Stimmt die «Gmeind» dem Projektierungskredit zu, könnten die Schüler das erweiterte Schulhaus Anfang 2020 beziehen. Der Gemeinderat rechnet mit Baukosten von insgesamt rund 8,5 Millionen Franken.

Neue Kindergartenabteilung geplant

Weil in Niederrohrdorf verschiedene Bauprojekte am Laufen sind, etwa in den Gebieten Alte Bremgartenstrasse, Hintermatt und Egro, wird die Bevölkerung wachsen – und die Anzahl Schüler steigen.
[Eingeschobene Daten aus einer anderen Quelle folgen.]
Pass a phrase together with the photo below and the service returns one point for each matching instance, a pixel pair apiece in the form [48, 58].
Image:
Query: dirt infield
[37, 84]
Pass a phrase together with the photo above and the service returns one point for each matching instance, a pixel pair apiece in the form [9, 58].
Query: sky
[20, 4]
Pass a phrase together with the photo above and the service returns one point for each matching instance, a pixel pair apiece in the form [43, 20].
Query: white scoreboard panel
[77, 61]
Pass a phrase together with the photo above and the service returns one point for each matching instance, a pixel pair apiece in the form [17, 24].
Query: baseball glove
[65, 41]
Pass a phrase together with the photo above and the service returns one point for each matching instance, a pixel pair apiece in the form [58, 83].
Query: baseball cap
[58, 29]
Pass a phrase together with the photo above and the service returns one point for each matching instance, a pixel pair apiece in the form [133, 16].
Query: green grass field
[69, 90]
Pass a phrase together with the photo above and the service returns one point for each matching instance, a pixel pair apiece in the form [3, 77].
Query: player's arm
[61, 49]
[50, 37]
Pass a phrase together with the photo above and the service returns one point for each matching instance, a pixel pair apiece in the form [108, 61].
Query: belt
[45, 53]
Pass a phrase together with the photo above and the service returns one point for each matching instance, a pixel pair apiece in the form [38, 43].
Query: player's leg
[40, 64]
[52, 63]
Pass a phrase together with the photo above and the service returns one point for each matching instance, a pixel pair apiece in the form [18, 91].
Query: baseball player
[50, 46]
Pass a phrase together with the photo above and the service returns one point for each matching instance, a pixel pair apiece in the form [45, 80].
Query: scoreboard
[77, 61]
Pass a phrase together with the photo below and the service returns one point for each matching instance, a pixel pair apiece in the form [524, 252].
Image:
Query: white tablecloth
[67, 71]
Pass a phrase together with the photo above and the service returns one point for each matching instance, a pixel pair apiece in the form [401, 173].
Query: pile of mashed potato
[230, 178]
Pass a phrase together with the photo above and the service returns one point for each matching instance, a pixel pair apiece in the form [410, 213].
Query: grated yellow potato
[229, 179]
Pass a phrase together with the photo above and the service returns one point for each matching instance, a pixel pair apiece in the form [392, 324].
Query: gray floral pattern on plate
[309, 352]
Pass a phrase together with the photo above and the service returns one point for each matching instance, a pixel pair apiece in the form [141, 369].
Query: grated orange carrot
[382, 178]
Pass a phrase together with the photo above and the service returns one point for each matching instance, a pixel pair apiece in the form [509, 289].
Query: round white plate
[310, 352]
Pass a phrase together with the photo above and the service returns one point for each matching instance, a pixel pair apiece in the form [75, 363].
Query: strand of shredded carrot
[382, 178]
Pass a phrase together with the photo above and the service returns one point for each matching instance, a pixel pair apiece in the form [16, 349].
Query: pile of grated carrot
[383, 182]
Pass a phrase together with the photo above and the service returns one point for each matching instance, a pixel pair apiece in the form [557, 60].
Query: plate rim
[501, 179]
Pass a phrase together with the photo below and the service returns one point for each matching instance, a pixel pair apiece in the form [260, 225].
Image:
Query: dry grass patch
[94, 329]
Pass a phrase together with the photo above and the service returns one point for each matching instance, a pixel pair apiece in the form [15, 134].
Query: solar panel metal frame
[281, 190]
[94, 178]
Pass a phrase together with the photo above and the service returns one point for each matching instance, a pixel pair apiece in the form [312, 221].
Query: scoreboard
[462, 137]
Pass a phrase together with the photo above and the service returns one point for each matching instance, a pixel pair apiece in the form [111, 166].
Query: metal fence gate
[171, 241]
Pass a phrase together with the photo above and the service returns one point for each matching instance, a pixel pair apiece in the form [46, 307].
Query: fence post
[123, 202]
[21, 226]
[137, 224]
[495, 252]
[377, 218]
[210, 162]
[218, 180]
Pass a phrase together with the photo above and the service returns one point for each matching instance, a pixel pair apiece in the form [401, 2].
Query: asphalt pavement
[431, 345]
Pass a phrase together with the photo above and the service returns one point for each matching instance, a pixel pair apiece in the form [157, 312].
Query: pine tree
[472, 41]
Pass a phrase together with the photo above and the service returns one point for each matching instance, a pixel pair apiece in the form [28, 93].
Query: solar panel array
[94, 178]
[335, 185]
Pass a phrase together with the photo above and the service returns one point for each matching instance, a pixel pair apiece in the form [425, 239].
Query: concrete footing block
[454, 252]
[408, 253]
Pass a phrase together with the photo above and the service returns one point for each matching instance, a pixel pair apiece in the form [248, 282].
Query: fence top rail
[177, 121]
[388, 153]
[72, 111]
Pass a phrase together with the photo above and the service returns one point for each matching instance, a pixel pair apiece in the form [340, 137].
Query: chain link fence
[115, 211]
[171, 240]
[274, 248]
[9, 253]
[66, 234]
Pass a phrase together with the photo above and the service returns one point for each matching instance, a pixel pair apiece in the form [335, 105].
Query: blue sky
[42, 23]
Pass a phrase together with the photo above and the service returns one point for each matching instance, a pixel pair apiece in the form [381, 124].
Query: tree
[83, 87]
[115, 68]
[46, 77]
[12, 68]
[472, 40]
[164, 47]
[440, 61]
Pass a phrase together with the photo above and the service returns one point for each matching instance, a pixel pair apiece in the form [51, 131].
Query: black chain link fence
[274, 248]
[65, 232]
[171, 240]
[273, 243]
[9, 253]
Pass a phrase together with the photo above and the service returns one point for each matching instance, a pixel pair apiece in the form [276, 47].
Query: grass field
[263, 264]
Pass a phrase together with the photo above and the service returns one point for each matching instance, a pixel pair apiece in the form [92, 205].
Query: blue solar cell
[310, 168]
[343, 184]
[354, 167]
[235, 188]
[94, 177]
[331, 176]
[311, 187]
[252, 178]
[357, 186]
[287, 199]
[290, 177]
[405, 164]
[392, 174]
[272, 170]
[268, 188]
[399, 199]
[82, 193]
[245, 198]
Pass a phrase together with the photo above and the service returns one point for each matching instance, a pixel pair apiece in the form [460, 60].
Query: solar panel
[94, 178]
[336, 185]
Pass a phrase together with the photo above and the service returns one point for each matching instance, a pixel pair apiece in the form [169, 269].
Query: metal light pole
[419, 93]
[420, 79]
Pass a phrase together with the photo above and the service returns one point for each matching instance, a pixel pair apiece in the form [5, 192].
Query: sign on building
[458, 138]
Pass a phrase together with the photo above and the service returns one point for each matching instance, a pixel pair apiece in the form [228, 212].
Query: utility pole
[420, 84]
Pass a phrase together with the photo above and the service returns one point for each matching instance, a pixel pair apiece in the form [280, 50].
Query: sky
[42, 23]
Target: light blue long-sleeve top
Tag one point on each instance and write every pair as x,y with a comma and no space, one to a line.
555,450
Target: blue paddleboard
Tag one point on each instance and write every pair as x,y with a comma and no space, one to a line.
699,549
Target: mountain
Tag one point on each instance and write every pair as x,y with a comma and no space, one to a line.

Hinzu kommt die Umstellung auf sechs Jahre Primar- sowie drei Jahre Oberstufe (6/3) und, dass Familien heutzutage zu zwei Kindern und mehr tendieren.

Diese Faktoren treiben nicht nur die Zahlen der Primarschüler in die Höhe, sondern auch diejenigen der Kindergärtler: Bereits letzten August musste eine zusätzliche Abteilung im Schulhaus Dorf eröffnet werden. Aufgrund der erstellten Wachstumsprognosen wird per August 2017 mit einer weiteren gerechnet. Deshalb steht an der bevorstehenden «Gmeind» auch ein Verpflichtungskredit von 170 000 Franken auf der Traktandenliste. Die neue Kindergartenabteilung soll ins Erdgeschoss der Überbauung «Allegro» ziehen. «Unsere räumlichen Möglichkeiten sind ausgeschöpft. Deshalb ist dieser Platz für uns ideal», sagt Egger. Denn man könne die 193 Quadratmeter grosse Fläche gemäss eigenen Bedürfnissen umbauen: «Es ist eine Doppelnutzung Kindergarten und Tagesstrukturen vorgesehen.»

Die «Allegro»-Inhaberin Credit Suisse hat die Räumlichkeiten, die sich in der Nähe des Egro-Areals befinden, bereits für die Gemeinde reserviert. Und falls die zusätzliche Kindergartenabteilung doch nicht gebraucht wird? «Dann werden wir die Fläche für die Tagesstrukturen bereitstellen», sagt die Bildungsvorsteherin.

Informationsveranstaltung Schulraumplanung: Dienstag, 14. Juni, um 19.30 Uhr im Gemeindesaal.